Development of EPIG-Seq

We patterned the development of EPIG-Seq to resemble the steps and components that comprise EPIG [15] for analyzing gene expression patterns from microarray data. As shown in Table 1, EPIG-Seq uses a CY measure, the magnitude of a Wilcoxon rank sum statistic and variance to mean ratio (VMR) for RNA-Seq count data. These provide several advantages of EPIG-Seq on the analysis of RNA-Seq data. First, it supports cases where the read count is zero.

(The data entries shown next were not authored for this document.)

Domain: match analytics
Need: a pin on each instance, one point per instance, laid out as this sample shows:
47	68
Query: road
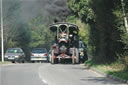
47	74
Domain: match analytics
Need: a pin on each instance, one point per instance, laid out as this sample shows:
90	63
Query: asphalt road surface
47	74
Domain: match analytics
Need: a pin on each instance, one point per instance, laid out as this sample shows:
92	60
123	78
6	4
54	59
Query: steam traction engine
66	43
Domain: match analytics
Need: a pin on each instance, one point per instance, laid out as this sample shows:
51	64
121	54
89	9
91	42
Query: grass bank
115	69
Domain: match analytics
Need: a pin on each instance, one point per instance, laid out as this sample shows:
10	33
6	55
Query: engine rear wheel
77	55
52	58
73	57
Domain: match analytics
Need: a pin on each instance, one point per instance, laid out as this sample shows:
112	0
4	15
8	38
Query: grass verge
115	69
5	62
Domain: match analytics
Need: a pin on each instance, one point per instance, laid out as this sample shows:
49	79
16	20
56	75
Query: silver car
39	54
14	55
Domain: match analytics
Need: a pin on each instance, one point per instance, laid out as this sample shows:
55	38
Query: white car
15	55
39	54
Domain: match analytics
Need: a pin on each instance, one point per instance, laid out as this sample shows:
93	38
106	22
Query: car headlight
16	56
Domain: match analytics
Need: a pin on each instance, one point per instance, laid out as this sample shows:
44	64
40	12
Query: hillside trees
106	26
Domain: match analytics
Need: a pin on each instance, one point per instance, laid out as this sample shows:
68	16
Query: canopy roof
63	25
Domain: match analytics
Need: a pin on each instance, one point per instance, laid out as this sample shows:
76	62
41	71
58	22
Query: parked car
15	55
39	54
82	52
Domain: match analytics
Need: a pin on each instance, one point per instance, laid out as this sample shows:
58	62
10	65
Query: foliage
106	25
40	36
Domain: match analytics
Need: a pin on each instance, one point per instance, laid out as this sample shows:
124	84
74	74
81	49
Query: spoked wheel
73	57
77	55
52	58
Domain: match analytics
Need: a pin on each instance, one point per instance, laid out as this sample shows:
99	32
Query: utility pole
2	37
124	16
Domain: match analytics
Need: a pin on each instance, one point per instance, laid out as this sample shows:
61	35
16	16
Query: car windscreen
13	51
39	51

Second, since correlation across samples is used, EPIG-Seq is not affected by differences in total read count per sample/lane of RNA-Seq. Third, it supports the discrete Poisson distribution typical of RNA-Seq count data and uses a quasi-Poisson model to account for dispersion in the data. Finally, when within group sample sizes are small, it uses the robust and non-parametric Hodges-Lehmann estimator as the location parameter for the magnitude of gene expression change.

Table 1

EPIG-Seq configuration

Data type	Count level
Distribution assumption	Poisson
Correlation measurement	CYs
Spread of the data	Dispersion
Magnitude of change	Wilcoxon test Z-Statistic
Dynamic range	Variance-to-mean ratio (VMR)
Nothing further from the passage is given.